Normally, fasting dramatically increases the amounts of two neurotransmitters, AgRP and NPY. Coming from neurons in a particular area of the hypothalamus, a small structure inside the brain, these messengers tell the animal to eat. When fasting animals are given food, they'll eat immediately, says Lane.
In both lean and obese mice treated with C75, however, levels of these two messengers did not increase, instead staying close to the levels of mice allowed to eat at will. The C75 mice ignored food, even though they had access to it, says Lane.
Two other messengers in the hypothalamus, CART and POMC, usually inhibit appetite. Lean mice that fasted had lower levels of these two messengers, while the C75-treated lean mice had CART and POMC levels similar to mice that were eating. Levels of these messengers didn't change in obese mice.
"Essentially, animals given C75 don't recognize that they are not eating," says Lane. "The levels of neurotransmitters that stimulate appetite and those that inhibit appetite are in line with what they would be if the mouse were eating normally."
The scientists are still trying to understand exactly how C75 has these effects. C75 blocks fatty acid synthase, but isn't directly involved in the production of any of these neurotransmitters, says Lane. Their working hypothesis is that a molecule called malonyl CoA is the real trigger for these changes in neurotransmitter levels.

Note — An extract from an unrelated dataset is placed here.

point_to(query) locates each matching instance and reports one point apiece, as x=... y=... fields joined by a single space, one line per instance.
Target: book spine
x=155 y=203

Malonyl CoA is normally transformed into a fatty acid by fatty acid synthase. When C75 blocks fatty acid synthase, levels of malonyl CoA rise.
Lane says the hypothalamus may recognize increased levels of malonyl CoA as a signal that the animal is eating enough, and thus the molecule may be directly involved in regulating appetite-related messengers. Malonyl CoA is already known as a regulator in some energy-burning processes.
"Our experiments show that NPY and AgRP are blocked at the signal of gene expression by C75 treatment," says Teruhiko Shimokawa, Ph.D., a visiting scientist, working with Lane, from Yamanouchi Pharmaceutical Co. in Tokyo. "In this story, the malonyl CoA hypothesis is very attractive and very promising."
Shimokawa, who developed a technique to measure RNA of the neurotransmitters, notes that obesity is a growing problem in Japan as lifestyles have become more Westernized since World War II. "Obesity is a very serious situation," he says.
The scientists will continue studying C75 and whether malonyl CoA is the real trigger. In particular, they're interested in whether animals adapt to C75 and begin eating again, and also whether there's an increase in energy burning that contributes to C75's profound effects on weight loss in lean and obese mice.
Authors on the report are Shimokawa, Lane and Monica Kumar, Ph.D., a postdoctoral fellow in biological chemistry at Johns Hopkins.